A remotely operated vehicle (ROV) captured chilling footage in the depths of Lake Superior this summer.
As researchers used the robot to explore a newly discovered 19th-century shipwreck 600 feet below the surface off the coast of Grand Marais, Michigan, they happened upon the vessel’s main cabin, which had been eerily frozen in time. Photos captured at the scene show overturned stools, an old-fashioned stove and other waterlogged remnants of someone’s living quarters.
“You can very clearly see bunks inside the cabin. You can see a chair,” Bruce Lynn, executive director of the Great Lakes Shipwreck Historical Society (GLSHS), told 9&10 News’ Corey Adkins in August. “... It kind of looks like the crew just got up and raced out.”
Approximately 136 years ago, the ship’s crew may have done just that. The sunken cabin belongs to the schooner-barge Frank W. Wheeler, which sank on September 29, 1885, after being downed by a strong gale. Per a statement, Captain William Forbes evacuated his men in a lifeboat, and just 15 minutes later, the Wheeler sank. Onlookers said the vessel emitted loud explosions as it slipped under the waves.
“This has been a banner year,” says Lynn in the statement. He adds that his team has identified many additional shipwrecks this year that have yet to be verified. All told, the director notes, “we have never located so many new wrecks in one season.”
On August 25, 1883, the Dot was carrying a load of iron ore and being towed by the steamer M.M. Drake. Suddenly, the smaller vessel began to take on water, forced the people on board to evacuate from the Dot to the Drake. All crew members were rescued.

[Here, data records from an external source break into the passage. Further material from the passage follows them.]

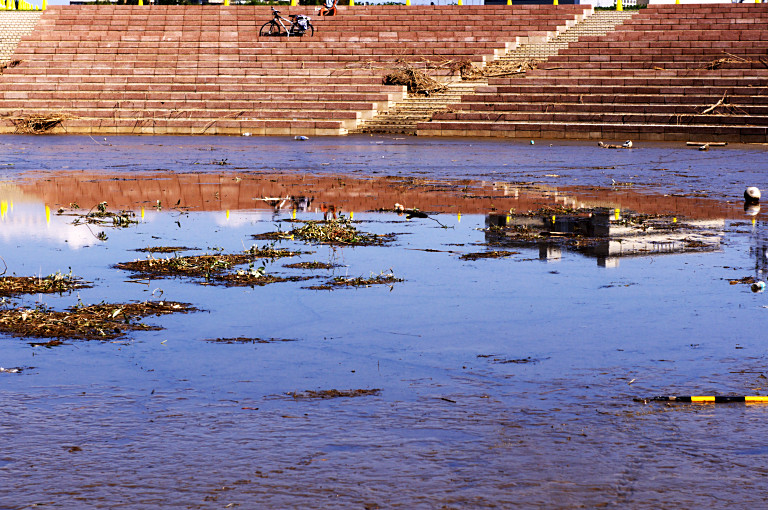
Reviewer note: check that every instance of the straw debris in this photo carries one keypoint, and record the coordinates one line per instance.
(104, 321)
(418, 82)
(32, 124)
(53, 283)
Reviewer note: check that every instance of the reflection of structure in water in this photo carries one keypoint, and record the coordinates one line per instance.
(604, 234)
(759, 248)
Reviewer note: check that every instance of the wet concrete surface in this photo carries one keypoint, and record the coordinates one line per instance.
(504, 382)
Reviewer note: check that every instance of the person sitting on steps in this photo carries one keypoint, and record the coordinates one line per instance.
(328, 8)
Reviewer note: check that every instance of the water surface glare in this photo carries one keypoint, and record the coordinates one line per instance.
(504, 382)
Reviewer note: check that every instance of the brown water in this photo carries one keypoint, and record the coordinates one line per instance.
(504, 383)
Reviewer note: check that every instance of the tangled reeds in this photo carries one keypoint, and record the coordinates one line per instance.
(35, 124)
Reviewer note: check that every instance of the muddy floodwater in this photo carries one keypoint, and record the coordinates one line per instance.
(489, 344)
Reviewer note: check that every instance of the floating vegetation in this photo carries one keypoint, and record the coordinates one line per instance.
(747, 280)
(14, 370)
(246, 340)
(104, 321)
(312, 265)
(53, 283)
(337, 232)
(165, 249)
(204, 266)
(518, 361)
(488, 255)
(37, 124)
(324, 394)
(344, 281)
(99, 215)
(245, 278)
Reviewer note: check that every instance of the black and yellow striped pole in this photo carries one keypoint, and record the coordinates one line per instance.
(711, 399)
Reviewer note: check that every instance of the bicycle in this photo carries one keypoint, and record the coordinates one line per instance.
(299, 24)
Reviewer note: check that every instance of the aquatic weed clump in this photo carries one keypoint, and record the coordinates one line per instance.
(53, 283)
(337, 231)
(103, 321)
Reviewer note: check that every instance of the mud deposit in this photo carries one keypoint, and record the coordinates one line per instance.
(462, 364)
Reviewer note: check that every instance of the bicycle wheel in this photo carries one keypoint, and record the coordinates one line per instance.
(270, 28)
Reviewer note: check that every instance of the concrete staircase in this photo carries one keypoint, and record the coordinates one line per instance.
(13, 26)
(670, 73)
(598, 24)
(166, 69)
(406, 114)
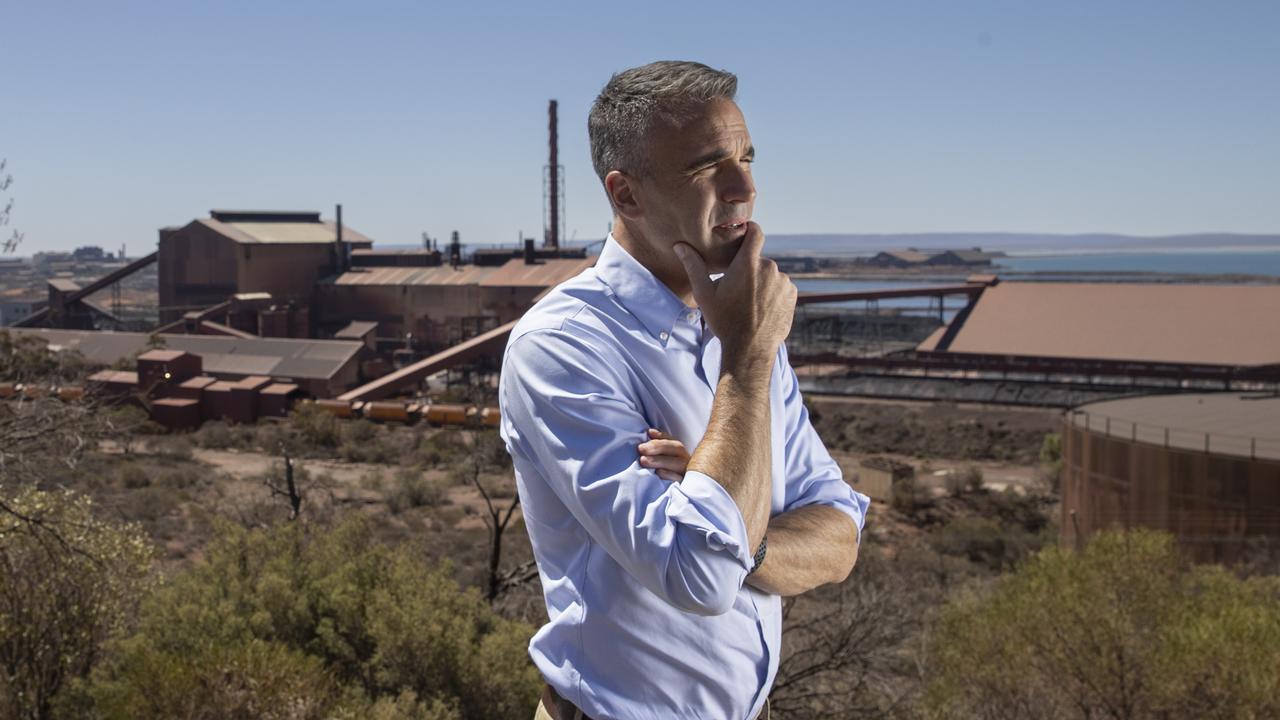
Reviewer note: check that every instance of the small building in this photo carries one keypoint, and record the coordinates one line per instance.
(236, 251)
(321, 368)
(1202, 466)
(899, 259)
(435, 308)
(19, 304)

Coincidentally, the Michigan was also being towed by the M.M. Drake when it met its watery demise. The two vessels were caught in hazardous weather on October 2, 1901, near Vermilion Point, Michigan, when the Michigan began to sink. Captain J.W. Nicholson managed to maneuver the Drake alongside the Michigan so that crew members could leap from one vessel to the other.

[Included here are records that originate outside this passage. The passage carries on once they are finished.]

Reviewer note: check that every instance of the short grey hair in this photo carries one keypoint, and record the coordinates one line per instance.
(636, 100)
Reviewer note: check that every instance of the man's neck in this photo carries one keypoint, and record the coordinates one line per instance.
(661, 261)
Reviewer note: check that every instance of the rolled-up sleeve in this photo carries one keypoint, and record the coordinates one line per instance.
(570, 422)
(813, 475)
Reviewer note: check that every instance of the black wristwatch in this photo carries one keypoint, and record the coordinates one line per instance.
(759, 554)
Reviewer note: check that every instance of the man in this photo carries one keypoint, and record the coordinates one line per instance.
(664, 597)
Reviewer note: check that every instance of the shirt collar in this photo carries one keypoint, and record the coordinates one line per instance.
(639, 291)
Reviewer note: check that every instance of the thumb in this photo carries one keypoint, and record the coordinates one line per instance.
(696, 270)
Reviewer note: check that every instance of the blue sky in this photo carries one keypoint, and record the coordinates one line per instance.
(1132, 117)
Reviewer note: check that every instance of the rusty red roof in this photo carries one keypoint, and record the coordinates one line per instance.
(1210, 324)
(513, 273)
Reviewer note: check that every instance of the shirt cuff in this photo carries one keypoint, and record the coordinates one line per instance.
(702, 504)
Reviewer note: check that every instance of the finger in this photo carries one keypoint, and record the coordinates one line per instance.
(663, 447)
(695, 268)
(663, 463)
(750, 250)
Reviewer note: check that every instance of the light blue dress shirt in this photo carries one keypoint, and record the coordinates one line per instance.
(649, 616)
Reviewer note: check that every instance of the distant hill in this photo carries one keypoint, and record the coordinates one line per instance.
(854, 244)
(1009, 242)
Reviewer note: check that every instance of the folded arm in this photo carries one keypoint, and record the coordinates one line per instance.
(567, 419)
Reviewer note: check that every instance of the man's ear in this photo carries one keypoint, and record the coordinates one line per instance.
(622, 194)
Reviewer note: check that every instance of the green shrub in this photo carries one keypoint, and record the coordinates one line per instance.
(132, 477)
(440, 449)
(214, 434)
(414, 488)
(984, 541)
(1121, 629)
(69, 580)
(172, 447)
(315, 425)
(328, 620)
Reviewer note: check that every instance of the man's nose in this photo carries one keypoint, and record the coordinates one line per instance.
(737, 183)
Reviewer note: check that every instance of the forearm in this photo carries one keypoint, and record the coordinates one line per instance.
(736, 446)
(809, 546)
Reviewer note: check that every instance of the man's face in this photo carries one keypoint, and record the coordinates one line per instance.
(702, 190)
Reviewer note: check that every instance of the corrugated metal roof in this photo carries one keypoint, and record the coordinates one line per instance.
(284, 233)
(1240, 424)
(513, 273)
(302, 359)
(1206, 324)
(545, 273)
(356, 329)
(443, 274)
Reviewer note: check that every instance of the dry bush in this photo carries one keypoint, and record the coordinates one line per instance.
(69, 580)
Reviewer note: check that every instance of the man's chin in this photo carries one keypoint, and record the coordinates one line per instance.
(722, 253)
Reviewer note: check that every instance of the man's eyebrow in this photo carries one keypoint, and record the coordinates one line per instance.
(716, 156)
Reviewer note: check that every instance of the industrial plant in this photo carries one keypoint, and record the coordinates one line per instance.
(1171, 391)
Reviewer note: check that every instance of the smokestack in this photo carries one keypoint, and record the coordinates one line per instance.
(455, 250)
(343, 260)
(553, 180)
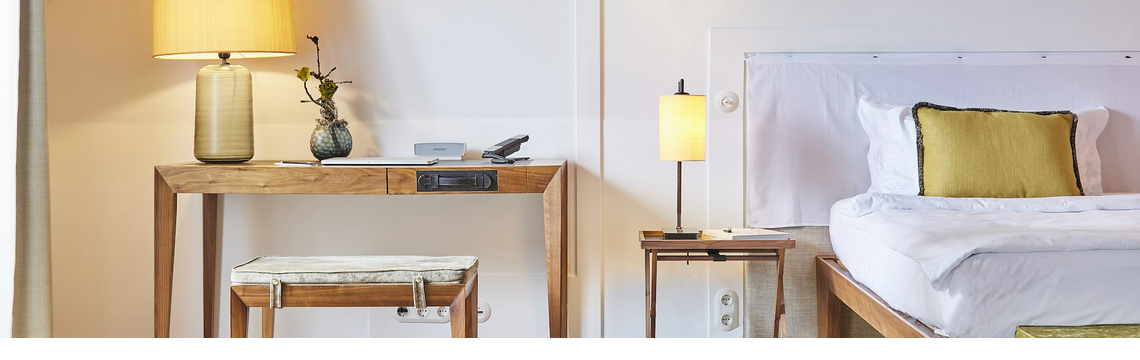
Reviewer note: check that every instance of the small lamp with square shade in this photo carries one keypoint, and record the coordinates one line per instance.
(682, 124)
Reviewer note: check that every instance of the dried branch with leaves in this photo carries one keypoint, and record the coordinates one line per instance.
(326, 87)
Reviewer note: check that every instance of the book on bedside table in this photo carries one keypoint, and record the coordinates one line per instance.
(743, 234)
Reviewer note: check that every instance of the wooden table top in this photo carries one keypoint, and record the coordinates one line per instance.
(654, 239)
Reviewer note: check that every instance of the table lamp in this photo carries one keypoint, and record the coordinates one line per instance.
(201, 30)
(682, 139)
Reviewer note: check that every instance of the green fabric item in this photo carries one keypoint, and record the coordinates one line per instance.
(1090, 330)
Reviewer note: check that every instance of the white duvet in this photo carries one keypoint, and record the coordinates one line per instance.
(938, 234)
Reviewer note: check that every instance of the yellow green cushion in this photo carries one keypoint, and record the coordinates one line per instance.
(990, 153)
(1089, 330)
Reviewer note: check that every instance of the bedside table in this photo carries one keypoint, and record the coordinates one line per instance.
(658, 248)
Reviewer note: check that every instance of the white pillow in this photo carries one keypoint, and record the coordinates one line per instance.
(893, 155)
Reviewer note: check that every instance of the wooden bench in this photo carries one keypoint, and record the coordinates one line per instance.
(1088, 330)
(323, 281)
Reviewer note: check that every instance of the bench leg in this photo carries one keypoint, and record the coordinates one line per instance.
(465, 311)
(238, 316)
(829, 307)
(267, 321)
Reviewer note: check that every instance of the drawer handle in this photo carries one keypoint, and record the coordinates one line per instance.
(485, 180)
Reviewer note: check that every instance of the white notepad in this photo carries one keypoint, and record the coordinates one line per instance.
(380, 161)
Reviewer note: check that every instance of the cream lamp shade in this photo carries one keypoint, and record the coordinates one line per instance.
(200, 30)
(682, 127)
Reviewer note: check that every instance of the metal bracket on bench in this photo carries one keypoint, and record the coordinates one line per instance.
(716, 256)
(417, 292)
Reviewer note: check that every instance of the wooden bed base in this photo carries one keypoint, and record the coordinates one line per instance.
(836, 287)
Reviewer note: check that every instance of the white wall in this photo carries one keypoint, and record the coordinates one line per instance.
(581, 78)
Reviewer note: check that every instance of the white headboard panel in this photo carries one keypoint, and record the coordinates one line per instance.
(805, 148)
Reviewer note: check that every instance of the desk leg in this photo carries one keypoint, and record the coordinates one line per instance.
(210, 281)
(779, 330)
(554, 215)
(650, 293)
(165, 206)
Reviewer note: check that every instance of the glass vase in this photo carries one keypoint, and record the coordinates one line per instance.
(331, 138)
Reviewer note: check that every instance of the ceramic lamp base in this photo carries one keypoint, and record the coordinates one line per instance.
(224, 114)
(684, 234)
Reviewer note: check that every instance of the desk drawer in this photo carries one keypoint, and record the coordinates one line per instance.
(466, 180)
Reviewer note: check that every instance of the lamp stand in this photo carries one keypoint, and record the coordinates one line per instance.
(224, 113)
(680, 232)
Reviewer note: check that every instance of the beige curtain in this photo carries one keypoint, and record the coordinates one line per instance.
(32, 301)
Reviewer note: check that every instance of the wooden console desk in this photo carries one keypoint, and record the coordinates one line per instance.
(546, 177)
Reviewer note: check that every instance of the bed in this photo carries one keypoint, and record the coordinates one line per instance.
(933, 267)
(978, 268)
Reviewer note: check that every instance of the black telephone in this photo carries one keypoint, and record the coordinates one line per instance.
(499, 152)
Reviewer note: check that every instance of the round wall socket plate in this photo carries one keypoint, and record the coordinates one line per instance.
(726, 101)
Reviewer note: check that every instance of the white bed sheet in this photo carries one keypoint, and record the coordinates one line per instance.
(988, 294)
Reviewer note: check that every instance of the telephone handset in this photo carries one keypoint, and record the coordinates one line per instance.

Within minutes of the initial rescue, however, a massive wave demolished the Drake’s smokestack. Crews from both Drake and the Michigan were now in danger—but not for long. Two nearby steel steamers managed to rescue the combined crews before both the Drake and the Michigan succumbed to the storm. Just one crew member died in the unusual double sinking: Harry Brown, the Michigan’s cook.
A team aboard the David Boyd research vessel spent much of the past summer scanning the depths of Lake Superior. The experts used marine sonar technology and explored wrecks with ROV, which is capable of diving to depths of 1,400 feet, per the GLSHS website.

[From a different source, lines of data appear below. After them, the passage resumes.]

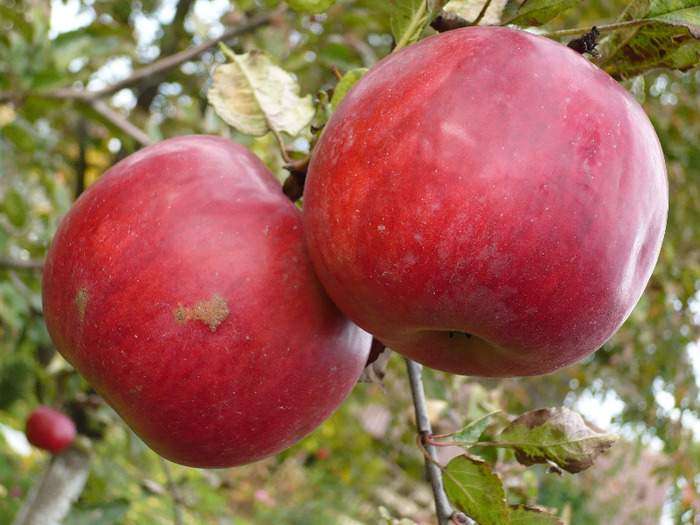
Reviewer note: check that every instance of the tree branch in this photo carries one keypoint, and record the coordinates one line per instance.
(101, 107)
(443, 508)
(50, 499)
(609, 27)
(161, 65)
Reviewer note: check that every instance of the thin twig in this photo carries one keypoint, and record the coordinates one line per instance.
(443, 508)
(609, 27)
(101, 107)
(19, 264)
(163, 64)
(482, 13)
(177, 500)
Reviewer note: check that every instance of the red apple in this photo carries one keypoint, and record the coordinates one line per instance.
(50, 430)
(487, 202)
(180, 287)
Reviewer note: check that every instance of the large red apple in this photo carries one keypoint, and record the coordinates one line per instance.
(487, 202)
(50, 429)
(180, 287)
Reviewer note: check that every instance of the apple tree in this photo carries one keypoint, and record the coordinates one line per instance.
(86, 84)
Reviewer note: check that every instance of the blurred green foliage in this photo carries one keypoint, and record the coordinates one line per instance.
(56, 140)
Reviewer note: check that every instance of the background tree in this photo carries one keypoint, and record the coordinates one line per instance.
(84, 83)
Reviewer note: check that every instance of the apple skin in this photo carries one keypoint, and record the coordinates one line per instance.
(50, 430)
(180, 287)
(487, 202)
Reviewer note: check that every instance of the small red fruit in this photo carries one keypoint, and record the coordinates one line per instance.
(50, 430)
(180, 287)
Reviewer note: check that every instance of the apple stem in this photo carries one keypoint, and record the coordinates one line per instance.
(443, 508)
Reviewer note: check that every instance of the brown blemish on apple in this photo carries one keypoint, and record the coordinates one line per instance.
(211, 312)
(81, 299)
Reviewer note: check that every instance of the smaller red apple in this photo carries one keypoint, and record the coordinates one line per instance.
(50, 430)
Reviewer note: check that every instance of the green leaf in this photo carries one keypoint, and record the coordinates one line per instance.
(434, 7)
(526, 515)
(473, 487)
(471, 9)
(15, 208)
(538, 12)
(671, 40)
(557, 435)
(311, 6)
(254, 95)
(409, 18)
(345, 84)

“We’re traveling at over nine miles an hour as we’re searching, and we’re seeing great detail on the bottom [of the lake],” says GLSHS director of marine operators Darryl Ertel in the statement.
The GLSHS runs the Great Lakes Shipwreck Museum (GLSM) in Whitefish Point, located in Michigan’s Upper Peninsula. Visitors to the museum, which is open May through October, can see the Drake’s rudder up close, per 9&10 News. Researchers first located the ship’s wreck in 1978.
To date, an estimated 6,000 ships have sunk in the treacherous waters of the Great Lakes, mostly in the 19th and 20th centuries, GLSHS development officer Sean Ley told Smithsonian magazine’s Arcynta Ali Childs in 2011. As many as 30,000 people died in these maritime disasters.
American forces first fought for command of the Great Lakes during the War of 1812. The five enormous bodies of water later became important trade routes as Midwest industrial cities including Detroit, Chicago, Buffalo and Milwaukee sprang up along their shores.
According to the Michigan Department of Environment, Great Lakes and Energy, the cold, fresh water of the Great Lakes helps preserve many wrecks in mint condition. But invasive species such as zebra and quagga mussels pose an ever-increasing threat to the fragile, decomposing materials. Mussels grow on and corrupt the sunken vessels, making them “impossible to study,” per the GLSHS website.
Lynn says he hopes to eventually include the three newly discovered wrecks in museum exhibitions.
“Each shipwreck has its own story,” he adds in the statement. “[T]hese are fantastic, true stories that we can tell in the museum someday.”
New evidence of maritime tragedies continues to surface. Last April, the remnants of two historic 19th-century vessels washed up on the shores of Lake Michigan. And, in 2018, the National Museum of the Great Lakesannounced that it had discovered the likely wreck of the Lake Serpent. The 47-foot schooner left Cleveland in September 1829 but sank with its cargo of limestone, making it the oldest-known shipwreck in Lake Erie.
One of the most famous shipwrecks in Great Lake history is the S.S. Edmund Fitzgerald, a 729-foot freighter that capsized in Lake Superior during a severe storm on November 10, 1975. Sunk en route to a steel mill in Detroit, the vessel is the largest ship to have ever sunk in the lakes.
Twenty-nine men died in the disaster. The tragedy inspired Canadian Gordon Lightfoot to write the hit 1976 song “The Wreck of the Edmund Fitzgerald.” In the track, the singer-songwriter croons, “Superior, they said, never gives up her dead / When the gales of November come early.”